# SWAG

Will start with the SWAG dataset to get a baseline before moving on to the HellaSwag dataset.

In [11]:
from unittest.mock import patch
from datasets import load_dataset

with patch("datasets.builder.is_remote_filesystem", return_value=False):
    dataset = load_dataset("swag")

In [92]:
from dataclasses import dataclass

NUM_ANSWERS = 4
CHOICES = ["A", "B", "C", "D"]


@dataclass
class Sample:
    """A sample multiple choice question."""

    question: str
    answers: list[str]
    label: int

    @property
    def choices(self) -> list[str]:
        """Return the multiple choice answers."""
        return [ f"{choice}) {option}" for choice, option in zip(CHOICES, self.answers) ]

    @property
    def label_text(self) -> str:
        """Returns the expected correct answer."""
        return self.answers[self.label]

    @property
    def expected(self) -> str:
        """Returns the expected correct answer."""
        return f"{CHOICES[self.label]}) {self.label_text}"

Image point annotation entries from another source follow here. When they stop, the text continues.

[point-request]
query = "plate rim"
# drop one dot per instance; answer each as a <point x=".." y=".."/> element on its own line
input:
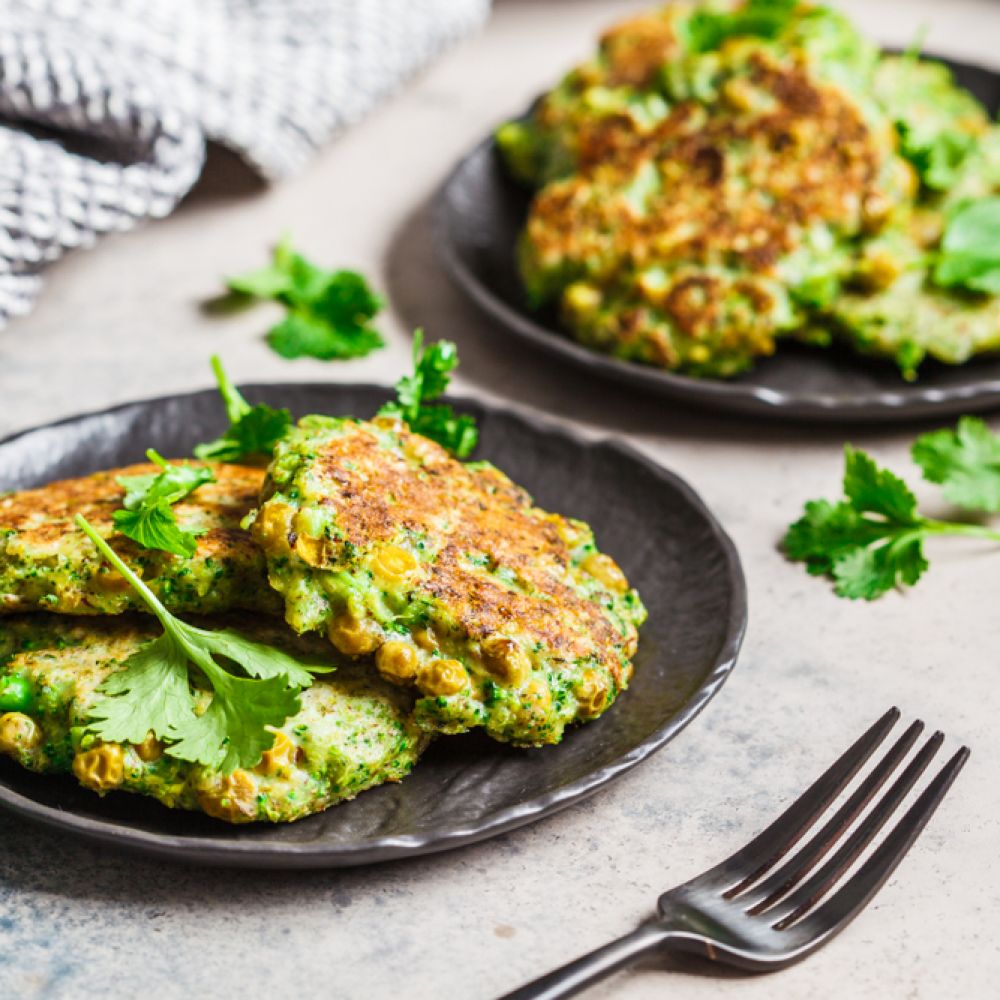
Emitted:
<point x="883" y="405"/>
<point x="277" y="855"/>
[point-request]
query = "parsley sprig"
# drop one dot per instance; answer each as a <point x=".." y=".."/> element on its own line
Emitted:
<point x="707" y="30"/>
<point x="153" y="692"/>
<point x="147" y="516"/>
<point x="253" y="430"/>
<point x="329" y="313"/>
<point x="431" y="376"/>
<point x="969" y="256"/>
<point x="872" y="540"/>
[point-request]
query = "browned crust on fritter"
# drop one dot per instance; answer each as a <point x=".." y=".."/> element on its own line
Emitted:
<point x="635" y="50"/>
<point x="813" y="160"/>
<point x="42" y="521"/>
<point x="463" y="511"/>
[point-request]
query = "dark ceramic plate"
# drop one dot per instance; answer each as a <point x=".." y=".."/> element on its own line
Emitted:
<point x="480" y="211"/>
<point x="466" y="788"/>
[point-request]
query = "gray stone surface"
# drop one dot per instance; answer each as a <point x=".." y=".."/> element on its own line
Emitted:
<point x="125" y="320"/>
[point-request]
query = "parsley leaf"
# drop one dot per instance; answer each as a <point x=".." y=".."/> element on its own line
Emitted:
<point x="147" y="517"/>
<point x="253" y="430"/>
<point x="152" y="693"/>
<point x="871" y="541"/>
<point x="329" y="312"/>
<point x="970" y="249"/>
<point x="707" y="30"/>
<point x="965" y="461"/>
<point x="431" y="376"/>
<point x="938" y="156"/>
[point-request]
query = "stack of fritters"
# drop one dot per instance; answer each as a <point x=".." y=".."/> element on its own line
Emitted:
<point x="444" y="598"/>
<point x="699" y="198"/>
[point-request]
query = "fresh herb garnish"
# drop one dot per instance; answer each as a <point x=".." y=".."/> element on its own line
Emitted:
<point x="872" y="540"/>
<point x="937" y="156"/>
<point x="706" y="30"/>
<point x="152" y="693"/>
<point x="329" y="312"/>
<point x="432" y="369"/>
<point x="253" y="430"/>
<point x="970" y="249"/>
<point x="148" y="518"/>
<point x="965" y="461"/>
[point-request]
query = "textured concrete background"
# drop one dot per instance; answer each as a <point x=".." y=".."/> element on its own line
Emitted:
<point x="124" y="321"/>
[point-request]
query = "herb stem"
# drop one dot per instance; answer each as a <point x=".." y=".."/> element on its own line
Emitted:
<point x="953" y="528"/>
<point x="119" y="564"/>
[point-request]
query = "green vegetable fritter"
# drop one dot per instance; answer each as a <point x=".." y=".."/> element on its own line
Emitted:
<point x="721" y="175"/>
<point x="501" y="615"/>
<point x="354" y="730"/>
<point x="48" y="564"/>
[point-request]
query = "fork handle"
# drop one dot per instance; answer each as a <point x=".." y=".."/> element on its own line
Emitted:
<point x="569" y="979"/>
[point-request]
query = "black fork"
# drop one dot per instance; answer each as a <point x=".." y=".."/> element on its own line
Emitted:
<point x="759" y="911"/>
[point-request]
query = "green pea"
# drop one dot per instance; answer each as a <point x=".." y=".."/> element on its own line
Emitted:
<point x="15" y="694"/>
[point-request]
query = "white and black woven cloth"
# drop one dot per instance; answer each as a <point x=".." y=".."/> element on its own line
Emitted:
<point x="106" y="105"/>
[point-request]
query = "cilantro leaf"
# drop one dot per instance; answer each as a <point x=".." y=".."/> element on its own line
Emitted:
<point x="300" y="335"/>
<point x="871" y="541"/>
<point x="154" y="526"/>
<point x="329" y="312"/>
<point x="937" y="156"/>
<point x="170" y="484"/>
<point x="965" y="461"/>
<point x="431" y="376"/>
<point x="232" y="732"/>
<point x="873" y="490"/>
<point x="147" y="517"/>
<point x="970" y="249"/>
<point x="153" y="692"/>
<point x="253" y="430"/>
<point x="707" y="30"/>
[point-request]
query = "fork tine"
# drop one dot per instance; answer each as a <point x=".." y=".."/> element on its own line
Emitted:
<point x="845" y="904"/>
<point x="803" y="898"/>
<point x="767" y="848"/>
<point x="775" y="886"/>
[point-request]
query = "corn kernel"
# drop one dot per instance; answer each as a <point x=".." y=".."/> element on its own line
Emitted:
<point x="280" y="757"/>
<point x="425" y="639"/>
<point x="442" y="677"/>
<point x="398" y="661"/>
<point x="273" y="526"/>
<point x="354" y="636"/>
<point x="393" y="564"/>
<point x="505" y="660"/>
<point x="538" y="696"/>
<point x="312" y="551"/>
<point x="18" y="732"/>
<point x="150" y="749"/>
<point x="100" y="768"/>
<point x="232" y="798"/>
<point x="591" y="693"/>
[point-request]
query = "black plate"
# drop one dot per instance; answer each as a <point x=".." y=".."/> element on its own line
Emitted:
<point x="480" y="211"/>
<point x="466" y="788"/>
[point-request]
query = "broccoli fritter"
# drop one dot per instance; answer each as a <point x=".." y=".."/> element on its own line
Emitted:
<point x="500" y="615"/>
<point x="48" y="564"/>
<point x="721" y="175"/>
<point x="353" y="731"/>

def make_sample(record: dict[str, str]) -> Sample:
    return Sample(record["startphrase"], [record[f"ending{i}"] for i in range(0, NUM_ANSWERS)], label=record["label"])

ds = dataset['train']
it = iter(ds)
make_sample(next(it)), make_sample(next(it)), make_sample(next(it))


(Sample(question='Members of the procession walk down the street holding small horn brass instruments. A drum line', answers=['passes by walking down the street playing their instruments.', 'has heard approaching them.', "arrives and they're outside dancing and asleep.", 'turns the lead singer watches the performance.'], label=0),
 Sample(question='A drum line passes by walking down the street playing their instruments. Members of the procession', answers=['are playing ping pong and celebrating one left each in quick.', 'wait slowly towards the cadets.', 'continues to play as well along the crowd along with the band being interviewed.', 'continue to play marching, interspersed.'], label=3),
 Sample(question='A group of members in green uniforms walks waving flags. Members of the procession', answers=['pay the other coaches to cheer as people this chatter dips in lawn sheets.', 'walk down the street holding small horn brass instruments.', 'is seen in the background.', 'are talking a cou

# Open AI Client

This will open a client library to talk to a local model server hosting the model we wish to eval.

In [10]:
from openai import OpenAI

BASE_URL = "http://llama-cpp-server.llama:8000/v1"
API_KEY = "sk-xxx"
MODEL_ID = "/data/models/mistral-7b-inst.gguf"

client = OpenAI(base_url=BASE_URL, api_key=API_KEY)
response = client.chat.completions.create(
    model=MODEL_ID,
    messages=[
        {
            "content": "You are a helpful assistant.",
            "role": "system"
        },
        {
            "content": "What is the capital of France?",
            "role": "user"
        }
    ],
)
for choice in response.choices:
    print(choice.message.content)

 The capital city of France is Paris.


In [76]:
INSTRUCTIONS = "Choose the most plausible continuation for the story."
HEADER = "Please answer with the letter of the correct answer."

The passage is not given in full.